The objective of this study was to examine the effects of the cationic surfactant on the adsorption affinities of GMs for typical EDCs. 17α-Ethinyl estradiol (EE2) and BPA were selected as the model EDCs because of their different hydrophobicity and steric configurations. Cetyltrimethylammonium nitrate (CTAB) was selected as the model cationic surfactant. Their adsorption behaviors on GO and two RGOs with different reduction extent were compared, and a commercial graphene (CG) was selected as a comparison because of its flat and few-layered structure. The mechanisms that controlled the effects of the cationic surfactant on EDC adsorption to GMs were systematically discussed.

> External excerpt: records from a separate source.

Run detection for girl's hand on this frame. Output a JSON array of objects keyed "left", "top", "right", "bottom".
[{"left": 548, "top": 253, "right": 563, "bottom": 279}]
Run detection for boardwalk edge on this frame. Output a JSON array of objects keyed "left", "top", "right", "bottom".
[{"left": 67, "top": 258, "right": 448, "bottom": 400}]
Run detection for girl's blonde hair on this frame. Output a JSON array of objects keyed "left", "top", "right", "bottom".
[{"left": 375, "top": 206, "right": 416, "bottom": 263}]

This study could provide a better understanding of the adsorption behavior of EDCs on GMs in the real aquatic system in the presence of cationic surfactants.

2. Materials and Methods

2.1. Materials

GO (>99%) and CG (>99%) was purchased from Plan Nano Materials Tech Co. (Tianjin, China). RGOs were obtained by reducing GO using the method that we reported before [32]. The reduction procedures were as follows: First, 0.1 g GO powder was added in 400 mL deionized water and sonicated for 10 min, to obtain a GO suspension. Then, a certain amount of L-ascorbic acid was added into the GO suspension and stirred in the dark for 72 h at . After that, the reduced GO suspension was filtered through 0.22 μm membrane filters. Finally, the materials on the filters were rinsed by deionized water for three times and collected. They were frozen and then dried in a freeze dryer (Labconco 6L, USA) at -84°C for 5 days. According to the mass ratio of L-ascorbic acid to GO, the obtained RGOs were referred to as RGO_1 (1 : 1) and RGO_2 (10 : 1).

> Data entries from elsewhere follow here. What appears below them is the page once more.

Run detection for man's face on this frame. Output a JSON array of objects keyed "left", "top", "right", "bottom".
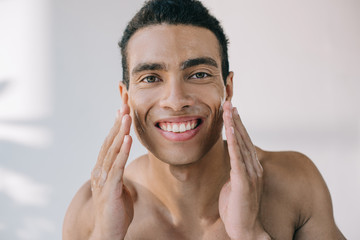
[{"left": 126, "top": 24, "right": 232, "bottom": 165}]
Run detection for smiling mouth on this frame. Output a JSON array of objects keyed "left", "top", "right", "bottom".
[{"left": 156, "top": 119, "right": 202, "bottom": 133}]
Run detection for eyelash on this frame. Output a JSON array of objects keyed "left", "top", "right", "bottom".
[
  {"left": 141, "top": 75, "right": 160, "bottom": 83},
  {"left": 190, "top": 72, "right": 211, "bottom": 79},
  {"left": 141, "top": 72, "right": 211, "bottom": 83}
]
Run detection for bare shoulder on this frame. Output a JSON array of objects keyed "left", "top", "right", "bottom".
[
  {"left": 63, "top": 156, "right": 145, "bottom": 240},
  {"left": 63, "top": 180, "right": 94, "bottom": 240},
  {"left": 259, "top": 150, "right": 344, "bottom": 239}
]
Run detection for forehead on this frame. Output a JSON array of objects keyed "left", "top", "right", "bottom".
[{"left": 127, "top": 24, "right": 221, "bottom": 72}]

EE2 (98%) and BPA (99%) were purchased from Sigma-Aldrich (Shanghai, China). The phycochemical properties of EE2 and BPA are listed in Table S1. The EDC stock solutions were prepared in methanol and stored at -20°C. L-Ascorbic acid (99.5%) was obtained from the VICTOR Co. (Tianjin, China). CTAB was purchased from Sinopharm Chemical Reagent Co., Ltd. (Shanghai, China). The critical micelle concentration and molecular structure of CTAB are summarized in Table S2. The inorganic salts (NaH2PO4·2H2O and Na2HPO4·12H2O) were obtained from Guangfu Technology Development Co. Ltd. (Tianjin, China). Glass optical fibers coated with polyacrylate (thickness 35 μm; volume 15.4 μL m-1) were purchased from Polymicro Technologies (Phoenix, AZ, USA).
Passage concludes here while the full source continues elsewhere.